The more often the concepts within a cluster occur together coupled with the less frequently they occur with other concepts, the better the cluster is at identifying interesting concept relationships. Two concepts co-occur when they both appear (or one of their synonyms or terms appear) in the same document or record. See the topic Analyzing clusters for more information.

You can build clusters and explore them in a set of charts and graphs that could help you uncover relationships among concepts that would otherwise be too time-consuming to find. While you cannot add entire clusters to your categories, you can add the concepts in a cluster to a category through the Cluster Definitions dialog box. See the topic Cluster Definitions for more information.

You can make changes to the settings for clustering to influence the results. See the topic Building Clusters for more information.

Figure 1. Clusters view
Clusters view

The Clusters view is organized into three panes, each of which can be hidden or shown by selecting its name from the View menu. Typically, only the Clusters pane and the Visualization pane are visible.

Clusters Pane

Located on the left side, this pane presents the clusters that were discovered in the text data. You can create clustering results by clicking the Build button. Clusters are formed by a clustering algorithm, which attempts to identify concepts that occur together frequently.

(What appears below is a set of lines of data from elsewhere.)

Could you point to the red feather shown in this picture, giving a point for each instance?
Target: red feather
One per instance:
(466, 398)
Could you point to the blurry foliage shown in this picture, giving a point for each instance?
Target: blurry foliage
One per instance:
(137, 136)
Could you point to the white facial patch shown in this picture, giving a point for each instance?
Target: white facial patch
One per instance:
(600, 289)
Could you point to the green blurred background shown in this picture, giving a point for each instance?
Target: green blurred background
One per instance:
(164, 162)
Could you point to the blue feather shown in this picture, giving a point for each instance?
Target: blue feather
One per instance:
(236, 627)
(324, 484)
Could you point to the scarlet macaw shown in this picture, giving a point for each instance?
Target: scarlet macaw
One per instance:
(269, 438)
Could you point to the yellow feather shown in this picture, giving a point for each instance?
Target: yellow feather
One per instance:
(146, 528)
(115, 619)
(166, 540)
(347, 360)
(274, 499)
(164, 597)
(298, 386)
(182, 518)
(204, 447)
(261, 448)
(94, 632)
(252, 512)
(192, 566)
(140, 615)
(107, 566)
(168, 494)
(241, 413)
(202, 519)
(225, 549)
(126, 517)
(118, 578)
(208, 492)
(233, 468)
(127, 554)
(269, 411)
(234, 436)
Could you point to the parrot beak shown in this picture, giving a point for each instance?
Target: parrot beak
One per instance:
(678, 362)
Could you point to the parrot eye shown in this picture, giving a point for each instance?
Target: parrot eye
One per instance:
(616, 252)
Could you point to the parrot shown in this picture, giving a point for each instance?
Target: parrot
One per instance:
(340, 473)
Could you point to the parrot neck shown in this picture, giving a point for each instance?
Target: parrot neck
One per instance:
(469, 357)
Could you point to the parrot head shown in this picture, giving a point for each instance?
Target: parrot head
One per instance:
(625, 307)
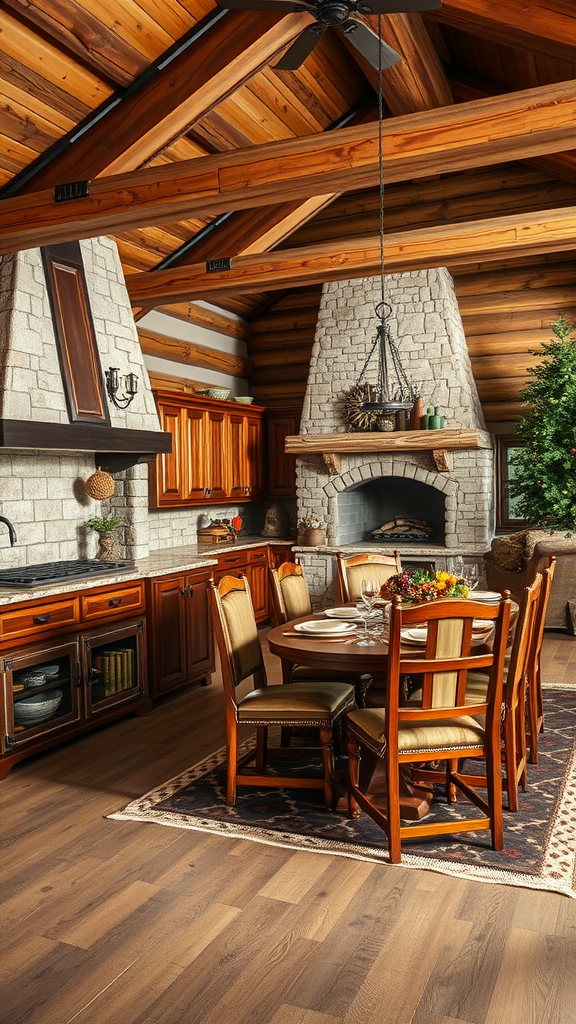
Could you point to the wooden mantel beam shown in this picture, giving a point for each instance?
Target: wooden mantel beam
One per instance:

Whenever a new extraction takes place, the cluster results are cleared, and you have to rebuild the clusters to get the latest results. When building the clusters, you can change some settings, such as the maximum number of clusters to create, the maximum number of concepts it can contain, or the maximum number of links with external concepts it can have. See the topic Exploring Clusters for more information.

Visualization Pane

Located in the upper right corner, this pane offers two perspectives on clustering: a Concept Web graph and a Cluster Web graph. If not visible, you can access this pane from the View menu (View > Visualization). Depending on what is selected in the clusters pane, you can view the corresponding interactions between or within clusters. The results are presented in multiple formats:

  • Concept Web. Web graph showing all of the concepts within the selected cluster(s), as well as linked concepts outside the cluster.
  • Cluster Web. Web graph showing the links from the selected cluster(s) to other clusters, as well as any links between those other clusters.
Note: In order to display a Cluster Web graph, you must have already built clusters with external links. External links are links between concept pairs in separate clusters (a concept within one cluster and a concept outside in another cluster). See the topic Cluster Graphs for more information.

Data Pane

The Data pane is located in the lower right corner and is hidden by default. You cannot display any Data pane results from the Clusters pane since these clusters span multiple documents/records, making the data results uninteresting. However, you can see the data corresponding to a selection within the Cluster Definitions dialog box. Depending on what is selected in that dialog box, only the corresponding text appears in the Data pane. Once you make a selection, click the Display & button to populate the Data pane with the documents or records that contain all of the concepts together.

The corresponding documents or records show the concepts highlighted in color to help you easily identify them in the text. You can also hover your mouse over color-coded items to display the concept under which it was extracted and the type to which it was assigned. The Data pane can contain multiple columns but the text field column is always shown. It carries the name of the text field that was used during extraction or a document name if the text data is in many different files. Other columns are available. See the topic The Data Pane for more information.